Department of Psychiatry, Dr. D. Y. Patil Medical College, Pimpri, Pune - 411 018, Maharashtra
Source of Support: None, Conflict of Interest: None
Background: Cardiovascular risk is becoming a growing concern in patients receiving psychotropic medications. An increased Framingham risk score (FRS) and 10-year coronary artery disease risk has been reported in patients suffering from mental diseases. Aim: This study aims to evaluate the cardiometabolic risk profile in patients suffering from psychiatric disorders being treated with antipsychotics and antidepressants. Materials and Methods: This cross-sectional study was conducted on 68 patients diagnosed with psychiatric disorders according to International Statistical Classification of Diseases-10 at a tertiary health-care center. Patient's demographic details, family history, level of education, duration of disease, use of alcohol and or nicotine, use of concomitant medications, psychotropic drug history, history of treatment of diabetes, dyslipidemia, hypertension, or any other medical conditions were also recorded. Waist circumference, blood pressure, fasting blood sugar, triglyceride, and high-density lipoprotein values were estimated by taking fasting venous samples under aseptic measures. Metabolic syndrome was diagnosed using the International Diabetes Federation Criteria. Ten-year cardiovascular risk was assessed using the FRS. Statistical evaluation was done using appropriate parametric and nonparametric statistical methods. Results: A total of 49 patients were being treated with antipsychotic drugs and 19 were receiving antidepressants. The mean age of patient receiving antipsychotics were 37.51, and those receiving antidepressant were 34.15. The metabolic syndrome was 36.76% in patients taking antipsychotics as compared to 11.76% in patients on antidepressant. The mean FRS score in antipsychotic group was 7.48, and those receiving antidepressants were 4.7. The 10-year coronary heart disease (CHD) risk score was significantly higher in patients receiving antipsychotics as compared to patients on antidepressants. Conclusion: Treatment with antipsychotics is associated with significantly higher 10-year CHD risk scores as compared to treatment with antidepressants.
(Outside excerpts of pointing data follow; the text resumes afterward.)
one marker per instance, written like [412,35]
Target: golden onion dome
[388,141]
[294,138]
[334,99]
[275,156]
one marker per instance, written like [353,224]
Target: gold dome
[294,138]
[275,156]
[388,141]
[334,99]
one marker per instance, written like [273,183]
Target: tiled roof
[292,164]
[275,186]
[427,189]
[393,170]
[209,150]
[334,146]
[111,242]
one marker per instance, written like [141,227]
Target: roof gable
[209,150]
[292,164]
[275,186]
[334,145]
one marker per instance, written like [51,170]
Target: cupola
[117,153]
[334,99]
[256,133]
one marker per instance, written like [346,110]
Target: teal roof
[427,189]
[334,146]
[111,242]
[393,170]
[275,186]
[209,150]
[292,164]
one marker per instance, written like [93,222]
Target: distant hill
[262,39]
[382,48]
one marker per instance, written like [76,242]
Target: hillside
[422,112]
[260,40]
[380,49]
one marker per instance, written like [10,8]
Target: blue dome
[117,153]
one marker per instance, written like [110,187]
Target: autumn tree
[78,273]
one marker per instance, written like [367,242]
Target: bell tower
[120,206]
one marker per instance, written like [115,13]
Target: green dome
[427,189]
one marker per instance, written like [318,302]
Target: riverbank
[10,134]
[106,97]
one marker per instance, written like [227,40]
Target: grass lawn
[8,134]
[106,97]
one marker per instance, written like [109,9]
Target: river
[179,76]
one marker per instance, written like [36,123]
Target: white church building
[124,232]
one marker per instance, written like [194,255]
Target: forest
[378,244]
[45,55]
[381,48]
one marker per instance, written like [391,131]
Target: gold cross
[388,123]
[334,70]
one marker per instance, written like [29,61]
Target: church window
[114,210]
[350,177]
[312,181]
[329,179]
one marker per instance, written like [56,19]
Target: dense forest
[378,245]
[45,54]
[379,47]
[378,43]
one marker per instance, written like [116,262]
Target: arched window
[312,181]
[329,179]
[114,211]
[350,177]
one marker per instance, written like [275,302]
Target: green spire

Keywords: Antidepressants, antipsychotics, coronary heart disease risk, Framingham risk score, hypertension, lipid profile, side effects, waist circumference
|How to cite this article:|
Singh VP, Javadekar A, Chaudhury S, Saldanha D. Association of antipsychotic and antidepressant treatment with metabolic syndrome and 10 years' coronary heart disease risk. Med J DY Patil Vidyapeeth 2018;11:476-84
|How to cite this URL:|
Singh VP, Javadekar A, Chaudhury S, Saldanha D. Association of antipsychotic and antidepressant treatment with metabolic syndrome and 10 years' coronary heart disease risk. Med J DY Patil Vidyapeeth [serial online] 2018 [cited 2022 Jun 25];11:476-84. Available from: https://www.mjdrdypv.org/text.asp?2018/11/6/476/245422
| Introduction|| |
Metabolic syndrome and obesity are the major comorbidity associated with psychiatric disorders, and it is found in more than 40% of the cases. Individuals diagnosed with depression and psychotic disorders were noted to have a higher prevalence of both metabolic syndrome and obesity when compared to the general population, and due to similar underlying mechanism, the probability of developing affective and psychotic disorder increases with metabolic syndrome.,
Antipsychotics are considered to be the cornerstone in the management of schizophrenia, and there is a strong evidence to suggest that they reduce suicide, morbidity, and hospital admissions. The occurrence of metabolic syndrome in patients suffering from schizophrenia was reported in the range of 3.3%–68%. The prevalence was also compared in between those who did not receive antipsychotics and those who received antipsychotics, and it was seen to be between 3.3% and 26% in the former and 32%–68% in the latter group; the trend was also found to be more in female patients, younger patients and Hispanics, whereas it was on the lower side amongst orientals and African-Americans. The occurrence of metabolic abnormalities was on the higher side in the patient receiving second-generation antipsychotics, more with clozapine, olanzapine, quetiapine, and risperidone when compared to the first-generation antipsychotics. Both typical and atypical antipsychotics and antidepressants have been implicated in causing dyslipidemia, weight gain, and glucose dysregulation.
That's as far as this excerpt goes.